A diffusion model for the fate of tandem gene duplicates in diploids

doi:10.1016/j.tpb.2007.01.003

Theoretical Population Biology

Volume 71, Issue 4, June 2007, Pages 491-501

https://doi.org/10.1016/j.tpb.2007.01.003 Get rights and content

Abstract

Suppose one chromosome in one member of a population somehow acquires a duplicate copy of the gene, fully linked to the original gene's locus. Preservation is the event that eventually every chromosome in the population is a descendant of the one which initially carried the duplicate. For a haploid population in which the absence of all copies of the gene is lethal, the probability of preservation has recently been estimated via a diffusion approximation.
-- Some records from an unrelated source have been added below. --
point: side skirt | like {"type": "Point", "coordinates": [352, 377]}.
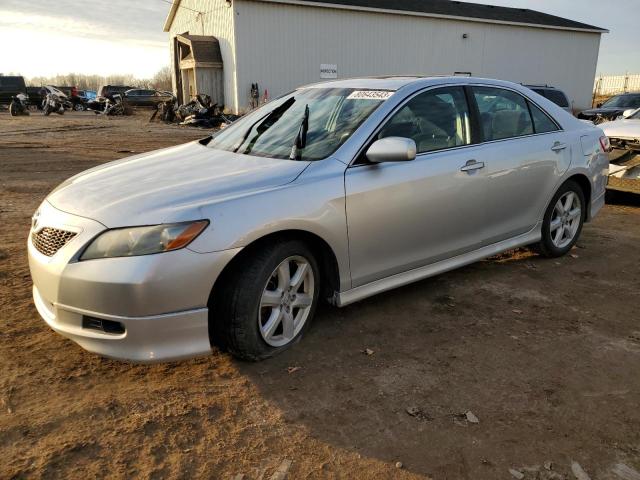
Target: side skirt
{"type": "Point", "coordinates": [347, 297]}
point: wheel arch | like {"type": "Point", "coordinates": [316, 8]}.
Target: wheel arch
{"type": "Point", "coordinates": [585, 184]}
{"type": "Point", "coordinates": [326, 257]}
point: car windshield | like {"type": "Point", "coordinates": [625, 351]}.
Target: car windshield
{"type": "Point", "coordinates": [630, 101]}
{"type": "Point", "coordinates": [308, 124]}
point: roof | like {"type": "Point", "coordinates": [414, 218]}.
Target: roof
{"type": "Point", "coordinates": [394, 83]}
{"type": "Point", "coordinates": [440, 9]}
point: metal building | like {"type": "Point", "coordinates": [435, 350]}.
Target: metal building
{"type": "Point", "coordinates": [222, 47]}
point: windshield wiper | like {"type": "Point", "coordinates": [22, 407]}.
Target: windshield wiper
{"type": "Point", "coordinates": [265, 122]}
{"type": "Point", "coordinates": [301, 138]}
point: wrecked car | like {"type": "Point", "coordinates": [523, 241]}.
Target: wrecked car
{"type": "Point", "coordinates": [612, 108]}
{"type": "Point", "coordinates": [624, 137]}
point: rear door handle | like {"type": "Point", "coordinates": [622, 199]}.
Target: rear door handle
{"type": "Point", "coordinates": [559, 146]}
{"type": "Point", "coordinates": [472, 165]}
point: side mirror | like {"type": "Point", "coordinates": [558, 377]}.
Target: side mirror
{"type": "Point", "coordinates": [392, 149]}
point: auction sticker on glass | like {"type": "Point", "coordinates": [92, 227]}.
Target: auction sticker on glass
{"type": "Point", "coordinates": [328, 70]}
{"type": "Point", "coordinates": [370, 95]}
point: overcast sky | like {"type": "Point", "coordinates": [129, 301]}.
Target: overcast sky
{"type": "Point", "coordinates": [121, 36]}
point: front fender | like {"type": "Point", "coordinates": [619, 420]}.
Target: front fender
{"type": "Point", "coordinates": [313, 203]}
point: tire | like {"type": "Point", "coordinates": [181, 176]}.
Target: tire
{"type": "Point", "coordinates": [249, 311]}
{"type": "Point", "coordinates": [555, 243]}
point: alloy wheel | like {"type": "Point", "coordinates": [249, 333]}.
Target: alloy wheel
{"type": "Point", "coordinates": [565, 219]}
{"type": "Point", "coordinates": [286, 301]}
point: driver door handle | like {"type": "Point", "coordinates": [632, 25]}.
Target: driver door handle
{"type": "Point", "coordinates": [472, 165]}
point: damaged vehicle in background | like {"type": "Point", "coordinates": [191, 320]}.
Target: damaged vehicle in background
{"type": "Point", "coordinates": [138, 97]}
{"type": "Point", "coordinates": [612, 108]}
{"type": "Point", "coordinates": [624, 137]}
{"type": "Point", "coordinates": [336, 191]}
{"type": "Point", "coordinates": [19, 105]}
{"type": "Point", "coordinates": [55, 101]}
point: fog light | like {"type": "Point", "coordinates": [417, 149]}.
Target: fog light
{"type": "Point", "coordinates": [106, 326]}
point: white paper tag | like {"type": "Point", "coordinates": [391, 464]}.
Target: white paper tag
{"type": "Point", "coordinates": [370, 95]}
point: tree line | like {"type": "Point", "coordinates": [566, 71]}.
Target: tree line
{"type": "Point", "coordinates": [160, 81]}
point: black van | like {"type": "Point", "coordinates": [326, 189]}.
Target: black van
{"type": "Point", "coordinates": [11, 86]}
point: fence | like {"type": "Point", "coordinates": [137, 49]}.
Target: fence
{"type": "Point", "coordinates": [613, 84]}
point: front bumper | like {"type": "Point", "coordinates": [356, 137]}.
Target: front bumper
{"type": "Point", "coordinates": [158, 301]}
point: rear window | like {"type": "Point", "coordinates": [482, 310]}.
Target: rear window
{"type": "Point", "coordinates": [557, 97]}
{"type": "Point", "coordinates": [12, 82]}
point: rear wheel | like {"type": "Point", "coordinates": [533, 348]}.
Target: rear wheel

That approximation is shown to carry over to the case of diploids and arbitrary strong selection against the absence of the gene. The techniques used lead to some new results. In the large population limit, it is shown that the relative probability that descendants of a small number of individuals carrying multiple copies of the gene fix in the population is proportional to the number of copies carried. The probability of preservation is approximated when chromosomes carrying two copies of the gene are subject to additional, fully non-functionalizing mutations, thereby modelling either an additional cost of replicating a longer genome, or a partial duplication of the gene. In the latter case the preservation probability depends only on the mutation rate to null for the duplicated portion of the gene.

Introduction

In O’Hely (2006) (denoted hereafter as (I)) I used a diffusion approximation to model the haploid version of a gene duplication scenario previously analysed via simulations in Lynch et al. (2001). This note indicates a way to treat the fully diploid model.

Both (I) and this paper consider tandem duplications, that is, a duplication where the locus of the duplicate gene is fully linked to the original locus. Thus the haplotype of a chromosome across these two loci may be represented by a meta-allele. In (I) these alleles were written as A, AA and Aa representing chromosomes not descended from a duplicate, those with intact copies of the gene at both loci, and those carrying one intact and one mutated copy of the gene. It was assumed that the absence of an intact copy of the gene was lethal, so types that might have been represented by a and aa were never present in the population. The technique used was to write down an overlapping-generations Markov chain for a finite population and analyse its diffusion limit. This resulted in an ODE for the probability of the fixation of the Aa type given that the initial frequency of Aa's was zero.

In this paper I maintain the requirement that an individual carry at least one intact copy of the gene, or else be subject to strong (but not necessarily lethal) selection against it. For such a diploid system, even with lethal selection, I can no longer assume that the frequencies of a and aa haplotypes remain deterministically zero since these can now be shielded from selection by pairing with other, functional, types. However, the frequencies of these haplotypes are maintained, in a diffusion limit, at levels corresponding to mutation-selection balance. Aspects of the present analysis are different from (I): most notably I begin here with a finite state space Markov model with non-overlapping generations (i.e. a Wright–Fisher model). I also use a different notation for the alleles, since descriptions of diploid genotypes in the old notation become unwieldy. Finally, while previously I considered the probabilities of reaching “absorbing” states of the process corresponding to fixations of particular (meta-) alleles, in the diploid case it will be seen that there is no reasonable concept of fixation and instead I concentrate on absorbing sets which correspond to loss of particular alleles. In particular I use the term preservation to refer to the event that, starting from a small initial quantity of duplicates among an otherwise wild type population with nulls present at frequencies given by mutation-selection balance, the wild alleles are eventually lost (or equivalently, the entire population is eventually descendants of the initial duplicate chromosomes). I will also consider the relative probability of preservation which is the probability of preservation divided by the probability that a neutral variant of the wild type allele, starting from the same small initial frequency, eventually fixes in the population. Note that by “preservation” I mean not that the duplicate eventually replaces the original gene in providing its function, but that evidence of the duplication eventually remains permanently in the genome of every individual in the population.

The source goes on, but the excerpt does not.